Раабе, вытянувшись в струнку, с обожанием, не мигая, смотрел на Гиммлера: как он еще молод, наш Генрих, всего двадцать восемь, но какая убежденность и вера!
После собрания Гиммлер подозвал Раабе к себе:
— Кто ты?
— Раабе, Пауль!
— Ну какой же ты Ворон![7] — захохотал Гиммлер, у него было хорошее настроение, убийство взбодрило его, будет что рассказать Адольфу. — Вороны живут долго, но питаются падалью, К тому же их почему-то обожают эти недоноски из интеллигентов. А ты знаешь вкус крови! Нет ты не ворон, ты коршун!
— Так точно! — выкрикнул Раабе. — Хайль Гитлер!
— Хайль! — ответствовал Гиммлер. — Действуй так и дальше… Гайер! Нашему движению нужны решительные парни.
Вот так Раабе стал Гайером.
Он все годы гордился, что «сам» Гиммлер дал ему новое имя и требовал, чтобы и «партайгеноссе» и эсэсовцы именовали его именно так: Гайер — Коршун..
Когда я все это рассказывала Гансу, он сделал такой вывод: «Теперь я понимаю, почему Алексей не нашел в трофейных документах офицера СС по фамилии Гайер, а я не встретил его в архивных документах». Чуть позже Ганс сообщил мне, что отыскался приказ о присвоении Раабе звания штандартенфюрера и другие упоминания о нем…
Алекс, в сейфе лежали также письма полковника с фронта своей жене. Его воспоминания и письма свидетельствуют: почитаемый мною дед — палач и убийца.
И свое состояние он сколотил из награбленного у вас в России в годы войны: ценности, картины и прочее — «золотая» пыль конфискаций и дань, собранная в карательных акциях.

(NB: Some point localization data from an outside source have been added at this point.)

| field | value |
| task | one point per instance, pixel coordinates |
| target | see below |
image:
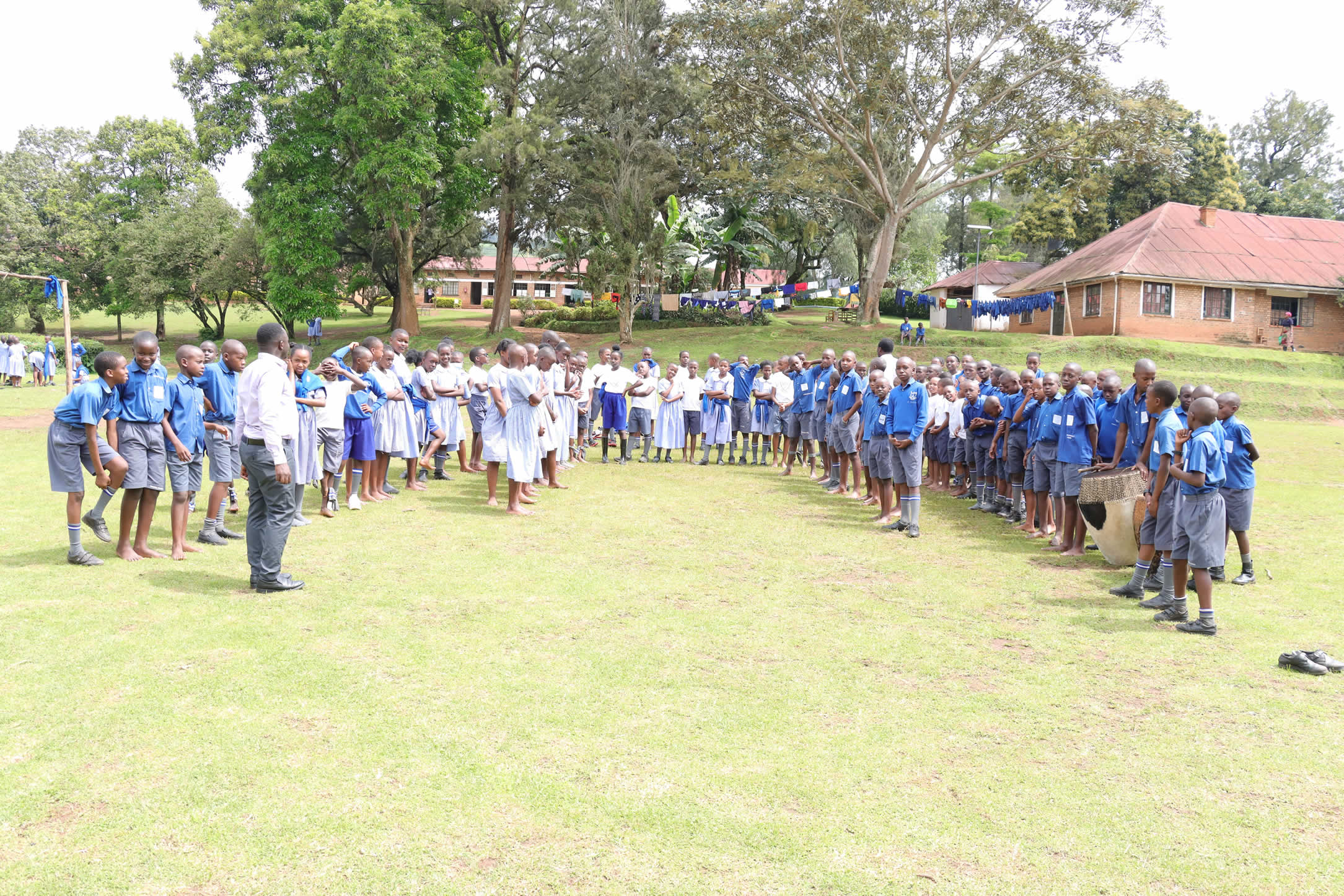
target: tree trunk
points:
(878, 269)
(500, 318)
(626, 315)
(403, 304)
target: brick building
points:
(1198, 276)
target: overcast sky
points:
(82, 62)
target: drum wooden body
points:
(1112, 506)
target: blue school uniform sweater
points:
(89, 403)
(187, 407)
(802, 398)
(1205, 454)
(1164, 438)
(221, 387)
(144, 395)
(870, 409)
(742, 377)
(908, 410)
(1074, 442)
(1241, 472)
(847, 393)
(1052, 419)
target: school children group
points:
(1015, 442)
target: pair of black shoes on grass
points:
(1312, 662)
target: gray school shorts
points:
(143, 446)
(879, 457)
(185, 476)
(1016, 449)
(332, 444)
(1160, 531)
(906, 462)
(1071, 477)
(845, 437)
(476, 413)
(1043, 468)
(984, 467)
(66, 450)
(640, 422)
(225, 464)
(820, 426)
(1238, 503)
(1199, 531)
(740, 415)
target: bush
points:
(92, 348)
(889, 307)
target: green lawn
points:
(675, 680)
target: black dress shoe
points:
(280, 583)
(1323, 659)
(1299, 661)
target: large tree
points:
(529, 46)
(894, 97)
(177, 255)
(1289, 164)
(362, 108)
(621, 162)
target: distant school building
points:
(1197, 275)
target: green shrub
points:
(812, 301)
(92, 348)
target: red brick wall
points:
(1250, 323)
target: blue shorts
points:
(359, 439)
(613, 411)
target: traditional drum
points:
(1113, 509)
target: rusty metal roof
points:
(1241, 247)
(991, 275)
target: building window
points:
(1301, 309)
(1092, 301)
(1157, 299)
(1218, 302)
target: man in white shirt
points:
(265, 428)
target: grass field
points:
(678, 680)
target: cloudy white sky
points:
(81, 62)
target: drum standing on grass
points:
(1112, 507)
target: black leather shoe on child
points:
(1299, 661)
(1323, 659)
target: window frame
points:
(1231, 305)
(1171, 299)
(1087, 296)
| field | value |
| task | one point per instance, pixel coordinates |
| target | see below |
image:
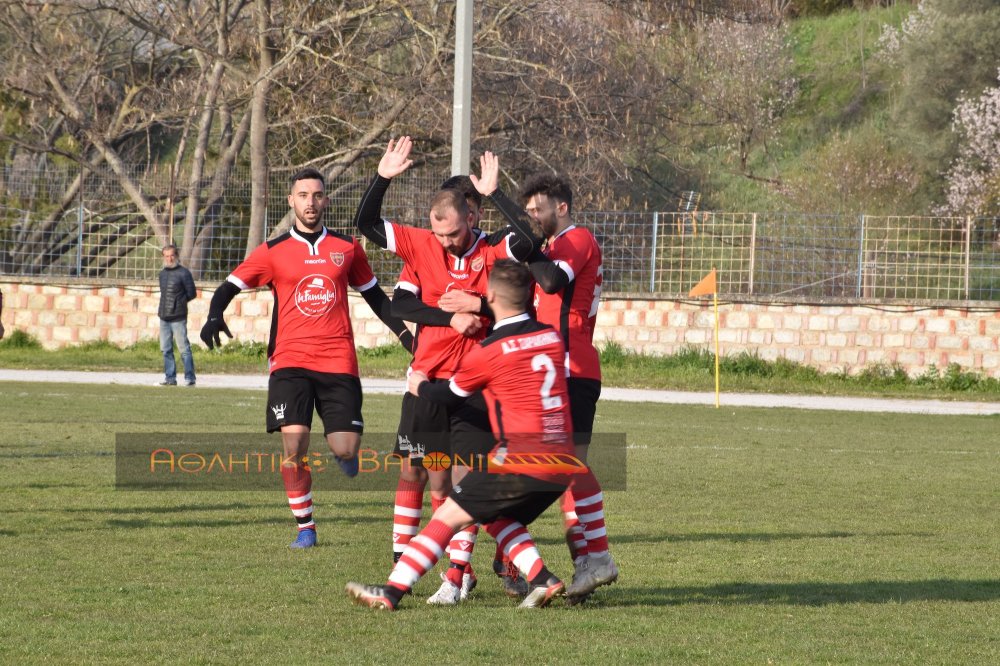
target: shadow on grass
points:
(737, 537)
(809, 594)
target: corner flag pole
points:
(715, 301)
(708, 286)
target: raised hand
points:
(466, 323)
(396, 159)
(489, 169)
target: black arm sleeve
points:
(441, 393)
(223, 296)
(406, 305)
(523, 241)
(382, 307)
(547, 274)
(368, 219)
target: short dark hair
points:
(511, 280)
(449, 198)
(554, 186)
(464, 185)
(307, 174)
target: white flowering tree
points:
(974, 177)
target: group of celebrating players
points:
(504, 372)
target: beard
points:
(312, 223)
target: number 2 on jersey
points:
(543, 362)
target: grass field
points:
(744, 536)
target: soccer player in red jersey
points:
(519, 369)
(446, 267)
(567, 295)
(311, 357)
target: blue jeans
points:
(171, 331)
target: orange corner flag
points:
(706, 286)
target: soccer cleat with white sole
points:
(448, 594)
(514, 585)
(540, 596)
(468, 585)
(373, 596)
(591, 574)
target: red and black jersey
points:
(311, 325)
(519, 369)
(429, 273)
(573, 309)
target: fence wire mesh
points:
(58, 223)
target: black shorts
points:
(293, 394)
(427, 427)
(423, 428)
(583, 396)
(486, 496)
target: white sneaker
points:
(541, 596)
(591, 574)
(448, 594)
(468, 585)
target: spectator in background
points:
(176, 289)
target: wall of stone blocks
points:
(829, 338)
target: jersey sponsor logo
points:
(315, 295)
(529, 342)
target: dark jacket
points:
(176, 289)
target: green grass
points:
(691, 369)
(744, 536)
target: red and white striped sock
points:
(460, 554)
(298, 488)
(421, 555)
(406, 515)
(574, 531)
(517, 545)
(589, 501)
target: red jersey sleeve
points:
(361, 276)
(255, 271)
(473, 372)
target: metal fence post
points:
(968, 253)
(652, 254)
(79, 228)
(861, 256)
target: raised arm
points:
(368, 219)
(523, 242)
(215, 324)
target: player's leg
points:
(420, 556)
(524, 498)
(289, 411)
(338, 402)
(471, 439)
(592, 562)
(167, 348)
(419, 433)
(184, 345)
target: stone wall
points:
(827, 337)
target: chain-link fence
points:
(56, 223)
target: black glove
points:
(406, 338)
(210, 331)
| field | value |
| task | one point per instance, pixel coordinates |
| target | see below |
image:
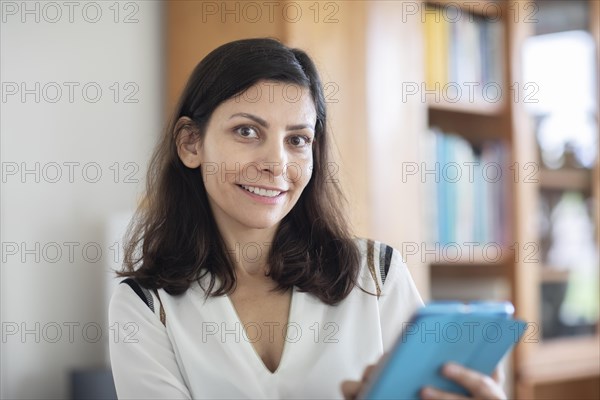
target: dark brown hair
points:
(173, 239)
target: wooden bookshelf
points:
(542, 369)
(373, 49)
(566, 179)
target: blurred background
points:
(466, 136)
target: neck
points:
(250, 250)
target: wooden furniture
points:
(366, 51)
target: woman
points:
(243, 280)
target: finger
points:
(429, 393)
(479, 385)
(368, 372)
(350, 389)
(499, 376)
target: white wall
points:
(54, 297)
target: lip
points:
(261, 199)
(263, 187)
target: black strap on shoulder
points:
(142, 293)
(385, 260)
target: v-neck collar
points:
(248, 348)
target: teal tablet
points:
(475, 335)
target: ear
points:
(188, 142)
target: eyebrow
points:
(265, 124)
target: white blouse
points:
(204, 351)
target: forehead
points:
(275, 101)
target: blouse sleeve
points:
(399, 297)
(142, 357)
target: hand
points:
(480, 386)
(351, 389)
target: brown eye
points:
(299, 141)
(247, 132)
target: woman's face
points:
(256, 155)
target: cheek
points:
(299, 173)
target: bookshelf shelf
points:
(542, 369)
(477, 107)
(566, 179)
(549, 274)
(562, 360)
(469, 270)
(485, 8)
(475, 127)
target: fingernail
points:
(452, 369)
(427, 393)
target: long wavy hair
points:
(173, 240)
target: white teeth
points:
(262, 192)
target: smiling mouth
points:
(260, 191)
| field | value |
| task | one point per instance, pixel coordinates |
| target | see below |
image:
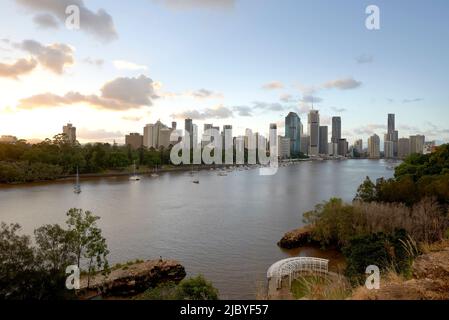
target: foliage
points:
(38, 272)
(386, 251)
(50, 159)
(196, 288)
(87, 240)
(334, 222)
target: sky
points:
(247, 63)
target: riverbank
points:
(131, 279)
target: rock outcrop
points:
(296, 238)
(133, 279)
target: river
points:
(225, 228)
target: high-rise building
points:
(293, 131)
(314, 132)
(388, 149)
(403, 148)
(283, 147)
(391, 136)
(70, 131)
(374, 147)
(134, 140)
(336, 129)
(305, 143)
(359, 146)
(343, 147)
(188, 128)
(157, 135)
(324, 140)
(417, 144)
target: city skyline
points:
(192, 67)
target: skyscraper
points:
(70, 131)
(391, 136)
(374, 147)
(403, 148)
(417, 144)
(188, 127)
(293, 132)
(314, 132)
(324, 140)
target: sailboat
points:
(134, 177)
(154, 174)
(196, 180)
(77, 187)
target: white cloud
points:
(127, 65)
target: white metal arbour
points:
(292, 267)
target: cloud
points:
(99, 24)
(54, 57)
(204, 93)
(364, 58)
(268, 106)
(243, 111)
(311, 99)
(342, 84)
(94, 62)
(100, 134)
(126, 65)
(338, 110)
(287, 98)
(370, 129)
(18, 68)
(412, 100)
(46, 21)
(219, 112)
(275, 85)
(116, 95)
(193, 4)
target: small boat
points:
(154, 174)
(77, 187)
(134, 177)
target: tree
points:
(366, 191)
(87, 240)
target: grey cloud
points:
(18, 68)
(364, 58)
(54, 57)
(338, 110)
(100, 23)
(46, 21)
(412, 100)
(273, 85)
(243, 111)
(268, 106)
(219, 112)
(117, 95)
(193, 4)
(342, 84)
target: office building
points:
(293, 129)
(284, 145)
(403, 148)
(324, 140)
(343, 147)
(134, 140)
(70, 131)
(314, 132)
(374, 147)
(417, 144)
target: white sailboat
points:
(154, 174)
(196, 179)
(77, 187)
(134, 177)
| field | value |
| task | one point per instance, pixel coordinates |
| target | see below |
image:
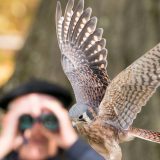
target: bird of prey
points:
(104, 109)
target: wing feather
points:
(83, 52)
(131, 90)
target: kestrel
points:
(104, 109)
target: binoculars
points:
(49, 121)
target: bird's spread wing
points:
(131, 89)
(83, 52)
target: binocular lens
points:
(49, 121)
(25, 122)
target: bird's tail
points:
(145, 134)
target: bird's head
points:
(78, 114)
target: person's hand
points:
(10, 139)
(66, 136)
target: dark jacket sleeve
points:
(82, 151)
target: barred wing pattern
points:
(131, 89)
(83, 53)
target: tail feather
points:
(145, 134)
(88, 29)
(75, 17)
(84, 18)
(67, 18)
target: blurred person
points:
(36, 125)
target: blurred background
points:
(29, 49)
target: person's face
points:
(36, 145)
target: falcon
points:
(104, 109)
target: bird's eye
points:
(81, 117)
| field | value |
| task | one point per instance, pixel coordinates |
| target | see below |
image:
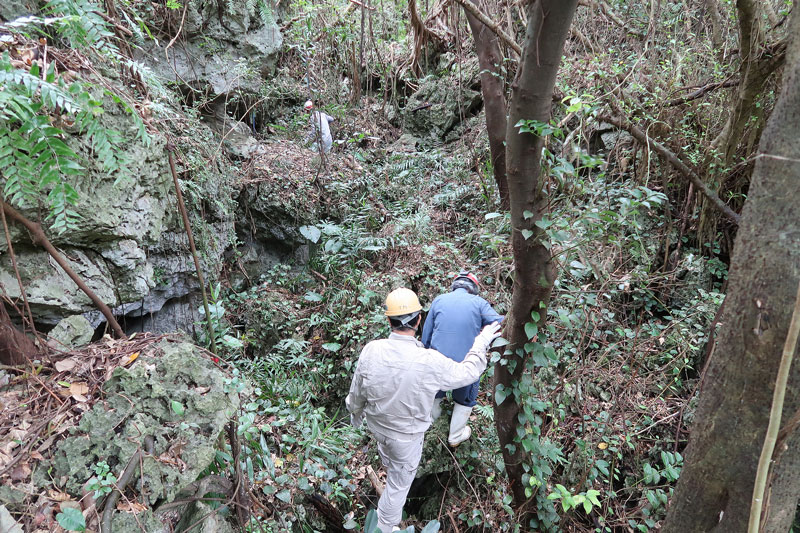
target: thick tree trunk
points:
(715, 487)
(531, 99)
(490, 60)
(756, 67)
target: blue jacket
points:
(453, 322)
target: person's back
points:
(393, 388)
(320, 131)
(453, 320)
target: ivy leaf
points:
(500, 394)
(71, 519)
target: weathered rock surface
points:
(442, 103)
(222, 51)
(130, 246)
(72, 332)
(181, 400)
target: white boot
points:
(436, 412)
(459, 430)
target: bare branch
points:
(495, 27)
(675, 161)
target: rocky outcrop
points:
(442, 102)
(182, 402)
(221, 51)
(129, 245)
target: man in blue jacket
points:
(453, 322)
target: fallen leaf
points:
(58, 496)
(131, 507)
(79, 389)
(69, 504)
(20, 473)
(65, 365)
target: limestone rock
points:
(224, 51)
(72, 332)
(211, 522)
(441, 103)
(130, 246)
(171, 393)
(7, 522)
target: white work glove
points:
(487, 335)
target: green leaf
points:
(500, 394)
(177, 407)
(71, 519)
(312, 296)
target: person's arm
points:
(489, 315)
(427, 328)
(356, 401)
(453, 375)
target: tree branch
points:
(607, 11)
(478, 14)
(675, 161)
(702, 91)
(41, 239)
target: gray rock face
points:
(72, 332)
(182, 402)
(223, 51)
(442, 103)
(130, 247)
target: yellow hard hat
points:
(402, 302)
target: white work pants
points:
(401, 459)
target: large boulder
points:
(442, 102)
(130, 247)
(173, 394)
(226, 47)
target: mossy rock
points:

В одном его письме из России есть такие строки:
«Только что возвратились из экспедиции против партизан. Ты, моя дорогая, не представляешь, как это тяжело. Пыль, грязь, эти варвары живут без всяких удобств и умеют хорошо делать только одно — размножаться. Представляешь, сколько их, если только в одном маленьком селении под названием Адабаши скопилось около двухсот, и это не считая ранее обезвреженных. Идиоты-полицейские из местных — помощники плохие, все приходится проверять».
А в другом письме говорится:
«Меня здесь называют Гайером — Коршуном, одно это имя внушает им страх…»
Думаю, что моя мама Ирма обязательно написала бы об этом своему капитану Адабашу. Вместо нее это делаю я — пишу Вам.
Понимаю, что лучшим подарком для Вас, поступком достойным памяти Ирмы-старшей, были бы переданная Вам рукопись «воспоминаний» и письма Раабе.
Простите, но сделать это пока выше моих сил Вот что хотела я Вам написать. Будьте счастливы и спасибо Вам за добрую память о моей маме.
Ирма.
P. S. Предоставляю Вам право распорядиться этим письмом и содержащимися в нем сведениями по Вашему усмотрению.